David: The problem is indicative of what’s happening all around the world. Athletics is being crowded out in the media because the major athletics associations are failing to recognise the sport is hurtling from one of the major world sports to a minority sport. They need to make big time athletics accessible to the public, by paying the big TV networks & media outlets to show our sport on prime time TV regularly and build it up again to where it should be, the greatest sport in the world.
James: As I am sure you have noticed, in Melbourne there exists a vibrant grassroots culture in track and field through competitions such as the AV Shield and the Vic Milers Club. In Ireland, could more be done to get the regular Joe Soap, regardless of age or ability, onto the track rather than having a disproportionate number of participants in our sport competing in road races, fun runs and marathons? Should track running be made more accessible to the everyday runner?
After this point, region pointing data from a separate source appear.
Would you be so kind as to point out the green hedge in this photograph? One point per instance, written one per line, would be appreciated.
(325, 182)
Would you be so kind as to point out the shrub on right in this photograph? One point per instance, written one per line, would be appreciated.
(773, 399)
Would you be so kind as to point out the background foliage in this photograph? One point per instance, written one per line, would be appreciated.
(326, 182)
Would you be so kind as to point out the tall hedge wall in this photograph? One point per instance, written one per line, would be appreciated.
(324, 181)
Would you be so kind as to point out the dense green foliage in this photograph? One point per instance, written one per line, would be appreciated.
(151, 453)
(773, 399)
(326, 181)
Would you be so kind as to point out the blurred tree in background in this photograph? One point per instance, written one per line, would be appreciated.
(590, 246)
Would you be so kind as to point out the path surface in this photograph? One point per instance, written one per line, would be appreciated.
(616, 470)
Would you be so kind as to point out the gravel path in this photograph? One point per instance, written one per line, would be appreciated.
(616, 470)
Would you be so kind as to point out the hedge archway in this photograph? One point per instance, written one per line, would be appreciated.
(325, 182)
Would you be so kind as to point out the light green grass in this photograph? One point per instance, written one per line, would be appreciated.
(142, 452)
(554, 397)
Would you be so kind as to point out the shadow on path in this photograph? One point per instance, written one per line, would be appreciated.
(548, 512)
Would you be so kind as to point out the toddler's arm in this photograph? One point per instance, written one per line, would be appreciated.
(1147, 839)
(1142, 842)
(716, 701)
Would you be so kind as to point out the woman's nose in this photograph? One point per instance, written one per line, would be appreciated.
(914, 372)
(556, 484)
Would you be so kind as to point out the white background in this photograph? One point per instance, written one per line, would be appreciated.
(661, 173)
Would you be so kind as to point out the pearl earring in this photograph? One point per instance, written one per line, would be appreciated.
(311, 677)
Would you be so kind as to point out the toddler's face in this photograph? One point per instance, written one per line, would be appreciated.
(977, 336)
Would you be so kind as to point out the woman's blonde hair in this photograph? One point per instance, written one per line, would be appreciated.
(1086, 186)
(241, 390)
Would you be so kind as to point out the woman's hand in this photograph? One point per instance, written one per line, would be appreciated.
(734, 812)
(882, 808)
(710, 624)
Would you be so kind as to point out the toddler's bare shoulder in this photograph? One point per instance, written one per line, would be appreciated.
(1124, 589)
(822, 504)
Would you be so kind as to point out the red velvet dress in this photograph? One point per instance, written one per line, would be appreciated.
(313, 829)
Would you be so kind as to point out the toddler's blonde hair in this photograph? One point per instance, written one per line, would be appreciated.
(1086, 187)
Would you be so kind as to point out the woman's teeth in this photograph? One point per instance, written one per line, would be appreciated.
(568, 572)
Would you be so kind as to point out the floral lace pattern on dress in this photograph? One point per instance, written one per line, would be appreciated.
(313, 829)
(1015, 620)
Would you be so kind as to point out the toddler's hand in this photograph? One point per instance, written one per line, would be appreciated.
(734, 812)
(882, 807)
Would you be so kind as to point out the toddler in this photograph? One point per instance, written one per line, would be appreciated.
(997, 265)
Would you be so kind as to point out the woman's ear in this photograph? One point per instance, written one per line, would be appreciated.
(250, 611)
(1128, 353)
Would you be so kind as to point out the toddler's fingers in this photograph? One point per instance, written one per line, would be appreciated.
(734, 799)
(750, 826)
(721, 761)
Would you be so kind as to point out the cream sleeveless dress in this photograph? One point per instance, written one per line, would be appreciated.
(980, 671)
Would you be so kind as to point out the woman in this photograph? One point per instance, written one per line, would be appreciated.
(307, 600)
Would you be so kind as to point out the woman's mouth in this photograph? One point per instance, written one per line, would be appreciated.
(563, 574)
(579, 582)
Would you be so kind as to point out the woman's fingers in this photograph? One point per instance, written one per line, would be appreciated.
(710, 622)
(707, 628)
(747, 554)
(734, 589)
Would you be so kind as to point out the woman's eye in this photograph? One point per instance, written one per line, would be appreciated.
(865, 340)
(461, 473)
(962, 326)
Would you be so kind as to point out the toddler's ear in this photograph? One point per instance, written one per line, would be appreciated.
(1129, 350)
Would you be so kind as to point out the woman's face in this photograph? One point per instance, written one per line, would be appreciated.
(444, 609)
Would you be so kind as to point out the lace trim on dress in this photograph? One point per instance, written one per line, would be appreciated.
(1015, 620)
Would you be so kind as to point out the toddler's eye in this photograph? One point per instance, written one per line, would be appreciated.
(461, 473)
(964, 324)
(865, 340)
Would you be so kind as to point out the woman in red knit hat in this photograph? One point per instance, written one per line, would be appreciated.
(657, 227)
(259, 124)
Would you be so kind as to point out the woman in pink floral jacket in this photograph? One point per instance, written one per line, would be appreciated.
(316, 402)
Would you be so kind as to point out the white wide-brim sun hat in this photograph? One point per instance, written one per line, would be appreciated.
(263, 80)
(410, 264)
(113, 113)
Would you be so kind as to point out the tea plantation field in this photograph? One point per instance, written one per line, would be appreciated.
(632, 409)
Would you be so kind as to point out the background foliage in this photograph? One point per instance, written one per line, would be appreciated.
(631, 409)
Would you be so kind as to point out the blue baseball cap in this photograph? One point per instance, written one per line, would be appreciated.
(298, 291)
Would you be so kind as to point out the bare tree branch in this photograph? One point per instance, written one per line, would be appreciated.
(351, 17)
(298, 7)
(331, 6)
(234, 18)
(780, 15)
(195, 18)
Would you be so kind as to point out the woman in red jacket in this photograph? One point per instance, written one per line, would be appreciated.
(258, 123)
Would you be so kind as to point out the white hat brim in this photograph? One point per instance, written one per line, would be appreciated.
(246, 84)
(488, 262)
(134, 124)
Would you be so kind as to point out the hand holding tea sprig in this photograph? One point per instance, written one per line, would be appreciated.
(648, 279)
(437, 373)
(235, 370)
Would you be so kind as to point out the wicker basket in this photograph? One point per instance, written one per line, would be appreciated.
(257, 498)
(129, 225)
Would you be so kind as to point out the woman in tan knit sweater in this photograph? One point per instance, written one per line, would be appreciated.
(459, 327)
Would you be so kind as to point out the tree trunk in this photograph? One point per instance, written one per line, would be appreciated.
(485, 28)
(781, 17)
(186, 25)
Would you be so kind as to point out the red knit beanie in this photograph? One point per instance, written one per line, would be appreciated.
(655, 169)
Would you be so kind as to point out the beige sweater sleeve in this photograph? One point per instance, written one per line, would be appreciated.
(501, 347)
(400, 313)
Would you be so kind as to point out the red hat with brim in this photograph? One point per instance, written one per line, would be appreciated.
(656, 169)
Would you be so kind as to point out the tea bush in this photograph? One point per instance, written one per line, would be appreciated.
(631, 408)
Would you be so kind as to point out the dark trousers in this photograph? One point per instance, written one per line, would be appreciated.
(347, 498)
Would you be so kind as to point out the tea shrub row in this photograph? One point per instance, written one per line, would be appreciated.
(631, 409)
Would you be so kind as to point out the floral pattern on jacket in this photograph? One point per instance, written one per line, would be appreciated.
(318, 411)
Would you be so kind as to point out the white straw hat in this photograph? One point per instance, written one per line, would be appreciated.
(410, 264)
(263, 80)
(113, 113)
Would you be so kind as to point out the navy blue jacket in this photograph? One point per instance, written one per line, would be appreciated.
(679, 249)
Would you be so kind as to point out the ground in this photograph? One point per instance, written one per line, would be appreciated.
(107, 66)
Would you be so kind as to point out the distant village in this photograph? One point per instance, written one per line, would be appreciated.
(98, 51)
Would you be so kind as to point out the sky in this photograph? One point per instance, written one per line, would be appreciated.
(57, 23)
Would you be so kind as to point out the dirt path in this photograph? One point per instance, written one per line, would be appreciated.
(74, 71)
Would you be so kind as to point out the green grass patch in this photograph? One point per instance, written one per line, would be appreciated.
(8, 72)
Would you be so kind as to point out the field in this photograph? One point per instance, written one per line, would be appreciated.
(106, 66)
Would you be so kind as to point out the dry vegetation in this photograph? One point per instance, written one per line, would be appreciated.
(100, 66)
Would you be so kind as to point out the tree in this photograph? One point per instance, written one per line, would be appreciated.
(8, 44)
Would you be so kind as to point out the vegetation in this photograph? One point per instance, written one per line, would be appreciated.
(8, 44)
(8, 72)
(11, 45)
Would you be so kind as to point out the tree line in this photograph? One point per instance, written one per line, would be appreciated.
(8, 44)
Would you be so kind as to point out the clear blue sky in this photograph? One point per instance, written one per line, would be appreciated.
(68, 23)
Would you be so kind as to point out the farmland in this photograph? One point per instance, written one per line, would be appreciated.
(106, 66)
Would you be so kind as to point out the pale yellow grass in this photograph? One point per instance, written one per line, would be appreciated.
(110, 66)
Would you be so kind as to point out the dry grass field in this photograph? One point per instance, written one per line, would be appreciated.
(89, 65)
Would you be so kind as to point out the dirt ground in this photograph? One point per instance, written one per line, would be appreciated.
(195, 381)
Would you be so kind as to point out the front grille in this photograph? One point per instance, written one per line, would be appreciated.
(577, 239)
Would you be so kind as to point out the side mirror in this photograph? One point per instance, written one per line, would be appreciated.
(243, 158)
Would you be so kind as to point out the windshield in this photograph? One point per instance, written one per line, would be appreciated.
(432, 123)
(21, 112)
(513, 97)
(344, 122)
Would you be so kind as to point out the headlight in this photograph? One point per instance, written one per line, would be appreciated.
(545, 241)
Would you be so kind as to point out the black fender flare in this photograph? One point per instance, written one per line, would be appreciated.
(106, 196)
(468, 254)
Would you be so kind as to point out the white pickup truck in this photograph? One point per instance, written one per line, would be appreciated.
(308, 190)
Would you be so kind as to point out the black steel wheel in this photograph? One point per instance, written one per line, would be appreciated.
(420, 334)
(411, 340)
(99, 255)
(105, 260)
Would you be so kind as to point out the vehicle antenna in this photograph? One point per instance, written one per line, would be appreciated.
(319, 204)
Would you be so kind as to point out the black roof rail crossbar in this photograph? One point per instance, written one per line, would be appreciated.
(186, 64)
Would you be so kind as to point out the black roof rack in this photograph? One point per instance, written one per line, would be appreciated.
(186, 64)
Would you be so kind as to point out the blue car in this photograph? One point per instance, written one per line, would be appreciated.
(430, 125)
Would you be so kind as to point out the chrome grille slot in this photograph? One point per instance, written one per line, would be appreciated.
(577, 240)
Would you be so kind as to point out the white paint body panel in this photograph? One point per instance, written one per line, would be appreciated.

David: My experience is people are daunted by tracks, daunted by clubs and they see it as an elite activity and with all due respect they are probably right. I think if athletics clubs linked themselves to our once partner the GAA, and formed stronger ties with the FAI, & IRFU, everyone could benefit. Athletics is a sport which works symbiotically with all other sports and sections of society, and is our unique quality. I feel there has always been great respect there from other sports towards athletics and they are crying out to have athletic clubs add their wealth of knowledge to assist their own sport. If this could be achieved it would break down the walls and create a vibrant athletics and sporting future for Ireland. And for people who don’t have access to sport, the first place you get people interested in athletics is in schools. There is no strategy here to develop athletics in schools which is crazy. Perhaps athletes on the cusp of funding should be given roles to visit schools in their locality, up the profile of themselves, the sport, the association and get paid to do so. That’s a simple win win to me.
James: What are your views on athletes with B-Standards being sent to the Olympic Games?
David: Of course B standards should be sent. Athletes are just the boy or girl down the road, who put their lives on hold for the best years of their lives with no monetary gain to achieve a dream of representing their country at an Olympic Games. The village they’re from gets a lift from someone qualifying, the kids on the street develop local heroes and perhaps get inspired. The next string of athletes realise there’s actually a point to working their asses off every day that they can achieve their dream too. The B standard in 2012 is far harder than an A standard in 2000. Athletes should be rewarded for their inspirational endeavours.
James: When not competing, do you enjoy watching athletics? What current athlete do you like watching the most?
David: I like supporting people that I know personally. I enjoy watching brilliance like Rudisha and Bolt. Other than that I find the powers that be package athletics very poorly to a TV audience. There needs to be more imagination to bring athletics into 2012.
James: That’s great David. Thank you for your time and the very best of luck in 2012.
David: No worries James. Keep up the good work.